Scores of people in the District called authorities yesterday to complain that a similar odor was invading homes, businesses, a dozen schools and two police stations. Many mistakenly thought the trouble was a natural gas leak, and at least two schools were evacuated for a time.
Firefighters and work crews shuttled from place to place during the day and tested air to find the cause of the odor. The number of complaints tailed off as the afternoon wore on, but the cause of the smell remained a mystery last night.
Most of the complaints came from Northeast Washington, where the odor seemed to come and go for no discernible reason. There was no consensus on what it smelled like, only that it was nasty.
Some top fire officials initially worried about a major gas line rupture or equipment failure. They settled on two less-menacing potential culprits: a clogged sewer line in Prince George's County or extra-smelly city storm drains. Officials said the storm drains may not have been properly flushed out by rainwater in the recent dry spell.
Alan Etter, a D.C. fire department spokesman, said the stench apparently traveled through the sewer pipe or storm drains -- "or a combination of both" -- and became concentrated in poorly ventilated buildings. In other words, the smell was most noticeable in D.C. public schools and two District police stations. "There's not good ventilation in the older buildings, and you have lots of people to notice it," Etter said.
Not everyone agreed with the fire department's theories. Officials at the Washington Suburban Sanitary Commission said their sewer pipe was not responsible.
Lydia Wilson, a commission spokeswoman, confirmed that work crews were repairing a large section of 75-year-old pipe that was found crushed underground in Capitol Heights, near the D.C. line. But she said the workers believed that the broken pipe had "nothing to do" with the stench.
"We have no idea what caused the smell," Wilson said.
Washington Gas received more than 150 calls about possible gas leaks, officials said.
D.C. Battalion Chief Brian Lee was in his office yesterday morning when his fire department radio began barking: Gas leak at Smothers Elementary School. Gas leak at the 6th District Police Station. Gas leak at Orr Elementary School. Gas leak at a Safeway supermarket.
Firefighters responded to more than 35 calls for gas leaks within 12 hours. The vast majority were unfounded, Lee said.
"We usually get several calls like that a day, but not 30," Lee said.
Keturah Anderson, a 16-year-old 12th-grader at Spingarn Senior High School, in the 2500 block of Benning Road NE, said she noticed the odor yesterday morning while on her way to homeroom. "In the hallways, you could smell gas throughout the school; it was strong," she said.
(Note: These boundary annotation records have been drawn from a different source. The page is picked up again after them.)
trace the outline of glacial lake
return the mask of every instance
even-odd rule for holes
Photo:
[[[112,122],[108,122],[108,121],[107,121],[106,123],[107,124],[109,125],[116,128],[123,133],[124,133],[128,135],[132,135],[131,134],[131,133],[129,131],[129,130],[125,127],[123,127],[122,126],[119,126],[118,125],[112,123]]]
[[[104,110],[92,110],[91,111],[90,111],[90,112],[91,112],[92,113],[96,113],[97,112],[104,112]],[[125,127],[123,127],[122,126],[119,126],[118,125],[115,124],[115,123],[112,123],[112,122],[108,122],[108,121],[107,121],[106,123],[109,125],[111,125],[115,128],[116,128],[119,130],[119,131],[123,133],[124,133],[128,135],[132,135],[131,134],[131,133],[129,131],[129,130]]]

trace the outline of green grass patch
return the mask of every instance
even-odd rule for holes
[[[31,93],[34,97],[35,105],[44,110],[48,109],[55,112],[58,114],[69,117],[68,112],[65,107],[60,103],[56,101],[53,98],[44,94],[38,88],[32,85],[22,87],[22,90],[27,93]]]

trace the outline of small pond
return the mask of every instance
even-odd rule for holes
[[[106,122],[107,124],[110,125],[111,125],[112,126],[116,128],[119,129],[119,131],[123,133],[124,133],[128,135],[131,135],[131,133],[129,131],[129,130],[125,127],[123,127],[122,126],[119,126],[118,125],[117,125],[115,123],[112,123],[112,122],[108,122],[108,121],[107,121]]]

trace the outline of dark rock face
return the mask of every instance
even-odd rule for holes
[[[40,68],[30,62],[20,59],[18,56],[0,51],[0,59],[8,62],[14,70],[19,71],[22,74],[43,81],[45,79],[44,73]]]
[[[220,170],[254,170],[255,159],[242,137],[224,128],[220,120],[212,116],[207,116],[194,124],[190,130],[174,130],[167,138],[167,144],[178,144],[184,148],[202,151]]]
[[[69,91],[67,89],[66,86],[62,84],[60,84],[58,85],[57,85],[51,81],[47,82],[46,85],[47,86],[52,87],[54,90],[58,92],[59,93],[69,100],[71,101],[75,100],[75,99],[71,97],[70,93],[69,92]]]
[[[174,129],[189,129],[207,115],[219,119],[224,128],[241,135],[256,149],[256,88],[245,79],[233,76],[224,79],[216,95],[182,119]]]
Spingarn Principal Reginald Burke evacuated the school and called the fire department. Firefighters found nothing hazardous in the air. Students returned to classes after about 30 minutes.
Seven miles away, people were talking about their experience at Curtis Chevrolet, in the 59oo block of Georgia Avenue NW. Switchboard operator De-Borah Kidd was forced to stand at the door to get fresh air.
"It smelled like skunk, rotten eggs and sulfur," she said, adding that her description might not have done the odor justice.